The Economic and Social Research Council (via their National Data Strategy, http://www2.warwick.ac.uk/fac/soc/nds/) are in the course of planning a number of new initiatives. These include the Survey Research Network (in part a replacement for the Question Bank), a Secure Data Service for the dissemination of disclosive microdata in secure settings and an Administrative Data Service (advising researchers on the availability and possibility of accessing admistrative data). Equally, the Medical Research Council has annouced its decision to create a new Data Dissemination Service. The UKDA maybe involved in implementation of these, and linking them to the ESDS over the coming year.
Ken Miller writes:
UKDAStore, a new research output management tool is to be launched mid-year. UKDAStore is a self-archiving repository capturing ESRC funded datasets that don’t get accepted and enhanced by the UKDA. This links with the ESRC publications repository (Society Today) making links between data sources, data outputs and publications; based on the StORe (Source to Outputs) project. The project has been extended to investigate the transfering citations of data and publications between repositories. Hence a publication uploaded into an institutional repository citing a UKDA dataset will have the publication cited at the UKDA. The citations of a publication uploaded into one institutional repository will have its own citation transfered to all the repositories holding the citations.
Robin Rice writes:
IASSIST members at the Universities of Edinburgh, Oxford, Southampton and the London School of Economics have been collaborating on the DISC-UK DataShare project, pioneering new models for institutional data repositories and support services for sharing data (http://www.disc-uk.org/datashare.html).

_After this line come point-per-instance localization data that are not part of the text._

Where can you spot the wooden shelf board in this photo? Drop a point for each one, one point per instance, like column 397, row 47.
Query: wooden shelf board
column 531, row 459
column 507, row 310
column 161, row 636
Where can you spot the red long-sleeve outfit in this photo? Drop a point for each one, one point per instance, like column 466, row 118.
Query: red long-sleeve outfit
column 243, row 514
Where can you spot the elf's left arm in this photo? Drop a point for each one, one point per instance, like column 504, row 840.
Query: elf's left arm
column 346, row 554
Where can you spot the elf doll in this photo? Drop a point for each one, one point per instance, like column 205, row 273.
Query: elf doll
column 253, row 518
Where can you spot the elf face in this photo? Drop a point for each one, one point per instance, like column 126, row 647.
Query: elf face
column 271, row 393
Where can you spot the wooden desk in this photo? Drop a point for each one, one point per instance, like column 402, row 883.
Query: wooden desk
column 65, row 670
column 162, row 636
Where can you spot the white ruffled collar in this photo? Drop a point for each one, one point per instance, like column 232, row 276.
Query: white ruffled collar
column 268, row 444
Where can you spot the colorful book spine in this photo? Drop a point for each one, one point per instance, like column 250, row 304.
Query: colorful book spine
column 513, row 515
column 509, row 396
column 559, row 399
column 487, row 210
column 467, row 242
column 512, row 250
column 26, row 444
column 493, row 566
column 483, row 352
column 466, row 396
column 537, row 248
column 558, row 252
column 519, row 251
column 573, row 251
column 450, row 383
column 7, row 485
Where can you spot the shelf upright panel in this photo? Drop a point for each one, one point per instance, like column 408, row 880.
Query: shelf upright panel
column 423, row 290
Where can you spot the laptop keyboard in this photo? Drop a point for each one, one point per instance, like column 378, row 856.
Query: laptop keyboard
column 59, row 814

EDINA is setting up a restricted access data repository for sharing geospatial data (ShareGeo) so that license restrictions on Ordnance Survey derived datasets can be observed, by only sharing with members of other licensed institutions, e.g. those who have a Digimap subscription. Much more information about EDINA’s activities in bibliographic and multimedia services, Geo-data services, scholarly communication and learning & teaching can be found in its community report (http://edina.ac.uk/about/annrep/communityreportMarch08.pdf).
The University of Edinburgh, along with 4 other funded institutions, are piloting implementations of a new Data Audit Framework being developed in partnership with the Digital Curation Centre to assist institutions in providing services for data storage, management and curation to their researchers. (http://www.jisc.ac.uk/whatwedo/programmes/digitalrepositories2007/dataauditframework.aspx)
The Edinburgh University Data Library is celebrating its 25th anniversary this year.